Celebrating Gerald Green, the nine-fingered NBA player


We don't appreciate often enough the fact that Gerald Green has carved out an NBA career despite an awkward deformity on his shooting hand.


The Suns made these foam hands for Gerald Green, presumably to give to fans at an upcoming game:



If you're not familiar with Green's story, your first thought was probably: Ewwwww, did they make a foam hand in the shape of The Shocker? Why would an NBA team make a giveaway celebrating a sex act?


But that's not what happened here. You see, Green is missing part of his ring finger on his right hand:



Photo credit: Mark J. Reblas, USA Today Sports



Photo credit: Christian Petersen, Getty Images


The missing digit stems from a childhood accident, when he tried dunking on a makeshift hoop attached to a doorway. A ring on his finger got caught on a nail, and much of the finger had to be amputated. The gruesome details of the incident are in this New York Daily News story from 2012.

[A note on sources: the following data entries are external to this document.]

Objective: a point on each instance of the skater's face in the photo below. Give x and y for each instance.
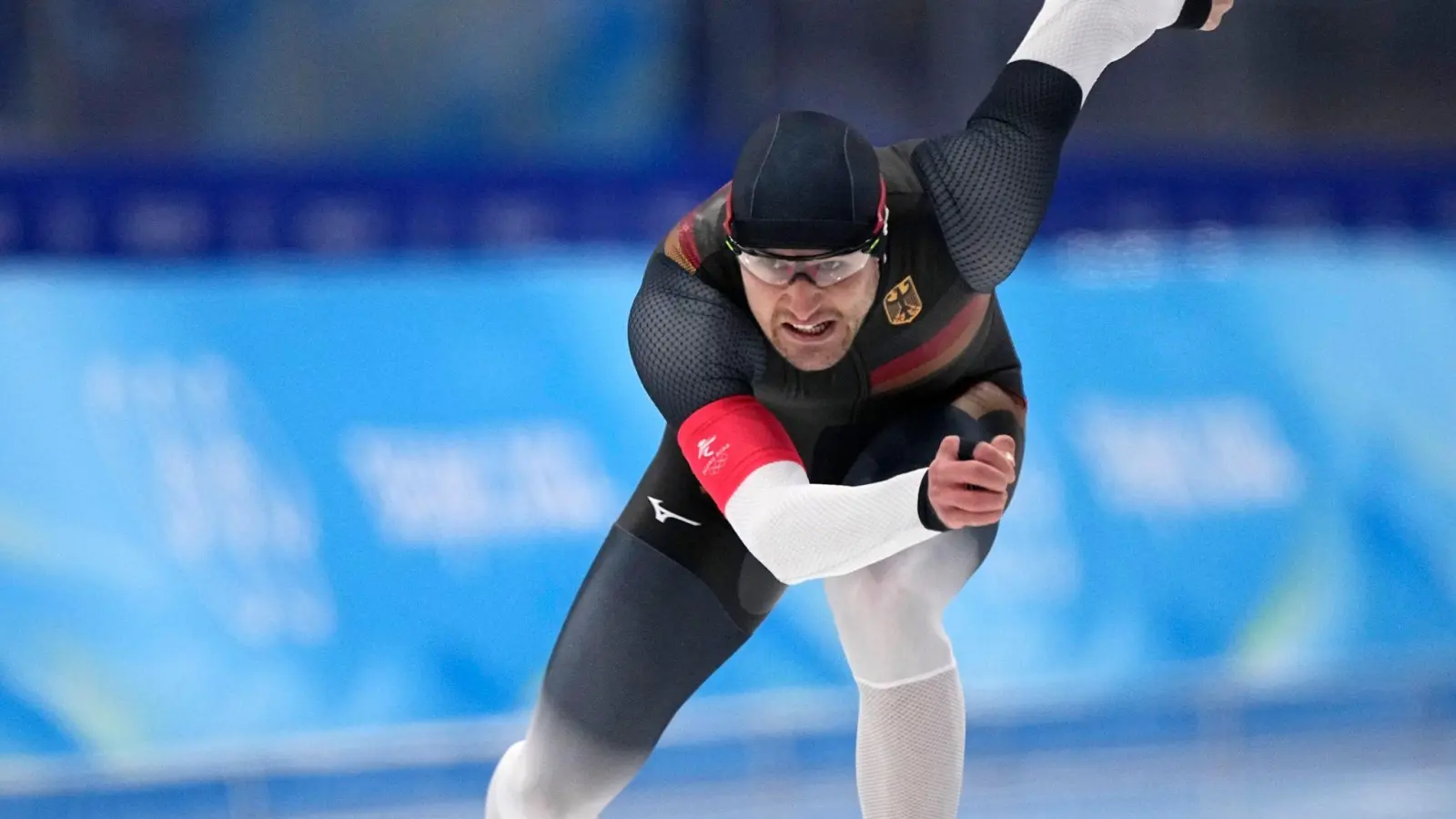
(810, 325)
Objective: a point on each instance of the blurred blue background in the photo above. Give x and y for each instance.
(315, 404)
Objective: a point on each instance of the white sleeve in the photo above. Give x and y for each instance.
(1085, 36)
(804, 531)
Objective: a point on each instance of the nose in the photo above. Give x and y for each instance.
(803, 298)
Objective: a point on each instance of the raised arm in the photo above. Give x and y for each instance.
(990, 182)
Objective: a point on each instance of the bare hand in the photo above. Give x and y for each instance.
(972, 493)
(1220, 7)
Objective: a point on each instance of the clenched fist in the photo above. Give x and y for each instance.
(972, 493)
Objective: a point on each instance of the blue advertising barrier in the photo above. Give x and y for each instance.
(244, 501)
(189, 207)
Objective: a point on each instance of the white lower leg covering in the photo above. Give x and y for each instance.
(558, 773)
(912, 709)
(910, 753)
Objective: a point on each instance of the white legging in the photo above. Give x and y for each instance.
(910, 745)
(890, 614)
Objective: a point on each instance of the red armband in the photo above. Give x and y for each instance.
(728, 440)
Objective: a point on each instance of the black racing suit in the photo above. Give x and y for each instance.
(674, 592)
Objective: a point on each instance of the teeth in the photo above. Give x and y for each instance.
(810, 329)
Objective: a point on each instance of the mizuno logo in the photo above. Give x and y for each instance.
(703, 448)
(662, 515)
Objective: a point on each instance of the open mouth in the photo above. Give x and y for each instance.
(808, 331)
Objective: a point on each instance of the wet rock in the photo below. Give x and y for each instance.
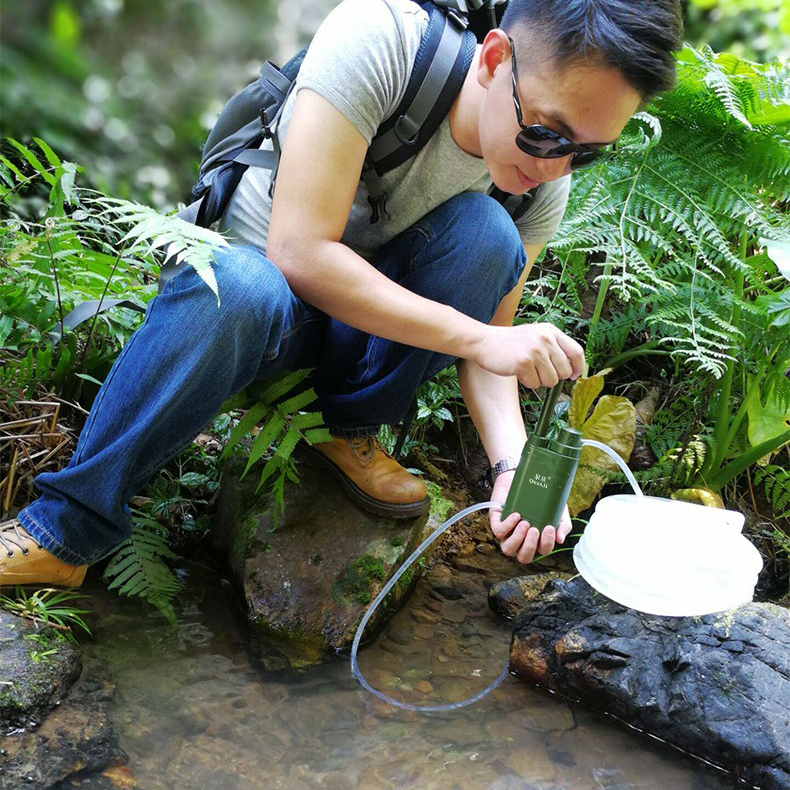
(34, 680)
(308, 580)
(75, 740)
(506, 598)
(472, 564)
(716, 686)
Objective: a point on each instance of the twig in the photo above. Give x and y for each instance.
(4, 426)
(10, 486)
(69, 403)
(98, 308)
(57, 282)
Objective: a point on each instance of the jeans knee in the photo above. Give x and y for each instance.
(253, 292)
(490, 253)
(487, 228)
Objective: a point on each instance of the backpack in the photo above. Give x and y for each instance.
(252, 115)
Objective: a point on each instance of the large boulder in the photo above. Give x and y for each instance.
(54, 714)
(308, 578)
(716, 686)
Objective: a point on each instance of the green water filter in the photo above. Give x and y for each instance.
(544, 475)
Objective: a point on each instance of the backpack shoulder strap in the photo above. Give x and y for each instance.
(443, 59)
(515, 205)
(440, 67)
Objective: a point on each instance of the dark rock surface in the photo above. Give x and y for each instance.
(717, 686)
(54, 720)
(308, 582)
(508, 597)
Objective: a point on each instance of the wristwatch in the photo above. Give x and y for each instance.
(505, 465)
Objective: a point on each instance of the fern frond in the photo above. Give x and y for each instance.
(775, 481)
(138, 566)
(151, 230)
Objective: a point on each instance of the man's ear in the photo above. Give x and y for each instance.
(494, 52)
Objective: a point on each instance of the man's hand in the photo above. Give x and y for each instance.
(516, 537)
(538, 355)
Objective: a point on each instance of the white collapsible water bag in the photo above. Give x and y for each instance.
(665, 557)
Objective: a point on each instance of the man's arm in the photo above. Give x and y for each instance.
(493, 404)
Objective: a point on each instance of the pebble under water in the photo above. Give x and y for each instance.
(194, 710)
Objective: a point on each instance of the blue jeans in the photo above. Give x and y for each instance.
(190, 355)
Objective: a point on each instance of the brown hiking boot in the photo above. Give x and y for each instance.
(23, 560)
(372, 478)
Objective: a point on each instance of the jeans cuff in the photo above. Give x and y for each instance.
(357, 432)
(39, 533)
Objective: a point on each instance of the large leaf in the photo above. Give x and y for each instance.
(585, 390)
(613, 422)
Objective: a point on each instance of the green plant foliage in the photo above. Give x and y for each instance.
(48, 606)
(138, 566)
(61, 245)
(775, 481)
(151, 230)
(709, 161)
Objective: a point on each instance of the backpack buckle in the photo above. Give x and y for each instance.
(406, 130)
(378, 209)
(265, 125)
(461, 22)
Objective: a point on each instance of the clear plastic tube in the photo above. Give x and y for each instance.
(620, 462)
(355, 670)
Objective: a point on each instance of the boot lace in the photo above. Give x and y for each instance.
(10, 535)
(365, 446)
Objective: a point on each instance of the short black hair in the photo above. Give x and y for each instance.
(636, 36)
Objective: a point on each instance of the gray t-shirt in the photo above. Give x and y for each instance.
(360, 61)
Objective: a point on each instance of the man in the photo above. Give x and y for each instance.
(375, 308)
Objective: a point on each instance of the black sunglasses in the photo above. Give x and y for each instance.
(538, 140)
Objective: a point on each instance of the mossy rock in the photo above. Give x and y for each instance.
(308, 579)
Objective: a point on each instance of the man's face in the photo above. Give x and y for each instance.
(586, 102)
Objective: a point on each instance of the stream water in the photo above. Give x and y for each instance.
(194, 710)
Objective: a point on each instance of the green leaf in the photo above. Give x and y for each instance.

As Green told the Daily News, the finger became a source of shame:


"I used to always hide my hand, I still do. I don't really like talking about it...

"Sometimes I still hide it and not even realize that I'm doing it. Just out of habit. You've been doing something for so long, you're constantly hiding it. And then you're in the room by yourself, and you're realizing what you're doing."



Green can't palm a ball with his right hand, and although the ring finger isn't majorly important in basketball, one can imagine how losing a finger on a shooting hand could derail somebody's hoops career.


For a while, it looked like Green's career would be an NBA footnote. The explosive leaper won the 2007 Slam Dunk contest and famously blew out a candle on a cupcake on the rim during the 2008 contest, but he didn't seem capable of contributing positively in non-dunk contest settings. A first round pick in the 2005 draft, he played for four teams in his first four years and then dropped out of the league. He played for a few teams in Russia and in China, and spent some time in the D-League


In Phoenix, it looks like Green has found a way to harness his freakish athletic ability in a way that helps a good team win basketball games. He averaged a career-high 15.8 points last year, with breakout 41 and 36-point games, and is putting in 14.0 per game this year for a Suns team that looks like it should make the playoffs in the packed Western Conference. The kid who once hid his hand now holds it up after hitting threes:



Photo credit: Brace Hemmelgarn-USA TODAY Sports


And now a stadium full of fans can hoist their missing ring fingers right back at him.